The very weird use of Ivanka Trump as a stand-in for her father at G-20 sessions is but further proof that Donald is dependent on his family to surround him in a ring of confidantes who can conceal his sociopathic personality from the people. What could the G-20 leaders do but acquiesce in such madness? It was the same atmosphere as surrounded Trump’s laughable lecture to the NATO leaders on his last European foray. Protesting such madness or publicly shunning her would have diminished them because she was, after all, a helpless pawn in her father’s bizarre antics.

Then Donald Trump Jr and Jared Kushner and Manafort land the President back in the mire with the revelation of their dirt-gathering meeting with veteran Russian during the election campaign.

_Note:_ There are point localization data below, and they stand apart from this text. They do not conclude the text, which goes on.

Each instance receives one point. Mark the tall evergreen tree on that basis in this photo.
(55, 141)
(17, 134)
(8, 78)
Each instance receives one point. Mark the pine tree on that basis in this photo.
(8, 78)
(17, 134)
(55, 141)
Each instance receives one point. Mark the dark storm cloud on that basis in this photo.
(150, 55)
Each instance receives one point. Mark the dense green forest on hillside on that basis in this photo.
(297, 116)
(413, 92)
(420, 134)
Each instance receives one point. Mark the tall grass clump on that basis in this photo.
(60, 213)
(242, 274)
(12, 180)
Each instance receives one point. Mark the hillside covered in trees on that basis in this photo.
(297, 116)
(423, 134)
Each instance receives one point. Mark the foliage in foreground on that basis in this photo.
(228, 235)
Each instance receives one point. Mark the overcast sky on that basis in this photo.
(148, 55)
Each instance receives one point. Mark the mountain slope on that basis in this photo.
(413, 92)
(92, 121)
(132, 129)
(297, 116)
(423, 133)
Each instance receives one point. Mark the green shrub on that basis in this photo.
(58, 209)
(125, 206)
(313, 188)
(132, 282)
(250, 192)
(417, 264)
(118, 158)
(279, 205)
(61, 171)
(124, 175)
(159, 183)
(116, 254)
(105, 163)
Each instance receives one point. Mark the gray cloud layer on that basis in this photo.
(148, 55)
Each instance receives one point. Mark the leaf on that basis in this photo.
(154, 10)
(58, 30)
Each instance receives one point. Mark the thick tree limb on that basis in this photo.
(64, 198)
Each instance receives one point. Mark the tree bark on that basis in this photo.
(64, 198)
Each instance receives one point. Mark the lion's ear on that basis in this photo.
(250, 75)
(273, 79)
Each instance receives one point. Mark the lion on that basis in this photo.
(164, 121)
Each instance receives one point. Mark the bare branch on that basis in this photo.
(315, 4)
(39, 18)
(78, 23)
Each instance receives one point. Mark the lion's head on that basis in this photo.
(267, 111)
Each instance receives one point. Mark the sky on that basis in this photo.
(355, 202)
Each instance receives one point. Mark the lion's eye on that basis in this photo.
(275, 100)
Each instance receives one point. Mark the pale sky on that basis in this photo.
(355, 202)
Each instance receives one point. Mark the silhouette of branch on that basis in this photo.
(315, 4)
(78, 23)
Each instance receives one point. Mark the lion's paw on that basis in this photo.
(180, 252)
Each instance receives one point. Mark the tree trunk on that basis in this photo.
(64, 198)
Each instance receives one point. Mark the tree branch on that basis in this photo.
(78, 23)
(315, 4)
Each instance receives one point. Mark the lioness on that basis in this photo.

The common thread running through all these events is Trump’s total incapacity to function without a loyal coterie of unquestioning loyalists who are afraid to stand up to him. Donald Jr looks cowed in the presence of his father. None of the family will speak truth to the patriarch. He only wants to hear loyal praise. He mercilessly attacks any person or institution which criticises him. Such a menage may be sustainable in the private world of plutocrats but it simply shrivels in the public world of politics.

I have to say that Trump’s meeting with President and Mme Macron was vintage stuff. Quite apart from his utterly inappropriate remarks about Mme Macron, I detected a feint whiff of the obsequious Blair-Bush relationship in Macron’s extended hand-holding  with Trump.

Macron may turn into a latter-day Blair with his puppy-dog tail wagging attitude to Trump. Angela Merkel has been far cleverer than Macron.

Glad-handing Trump is bad box-office in Europe where the man is seen for what he is – a walking embarrassment for the US in international affairs. If Trump comes to visit Theresa May, she will be diminished even further by the event. Postponing such a visit became a matter of survival for Mrs May.

On the international front, Trump is struggling to retain any credibility.

He has failed to deter Kim Jong Un from developing an ICBM capability. He rattled his scabbard with a phantom fleet sent to Korean waters. South Korea has sensed his weakness. So has China. He has achieved nothing more than Obama in his north Pacific policy.

He has thrown away Obama’s Cuban initiative. Now we are seeing the emergence of another communist dictatorship under Nicolas Maduro in Venezuela. Instead of one Cuba, Trump has created two Cubas.

The absurd situation in which his Secretary of State, Rex Tillerson, backs Qatar while Trump tweets support for the Saudi/ GCC blockade of Qatar, masks a deep failure of American diplomacy in the Middle East.

The fragile truce in Ukraine is disintegrating as Russia ramps up the separatist pressure on Kiev.

Domestically, Trump is in equally bad shape.

Where is the infrastructural program on which he campaigned.  Apart from the “solar wall with Mexico” fantasy, and Elon Musk’s dubious claim of presidential approval for a Hyperloop transit system on the East Coast, rust-bucket America looks just as rusty as ever.

Repeal of Obamacare is stalled.

Wall Street will soon get the jitters if the promised recovery in growth and employment fails to materialise.

Now is the time for the Democrats to capitalise on Trump’s all-time low popularity. But where are they? They need a Justin Trudeau type to win in 2020. But where is he? Or she? Maybe the mid-term elections will bring forth such a contender in time for 2020. If they don’t,  the GOP may grab the opportunity to field a Dump Trump candidate.

Meanwhile making America great again is looking like a sick joke. Nothing like a moderate sized war somewhere to distract us all from domestic failure?  Don’t discount that.

It might save what Trump is pleased to describe as face.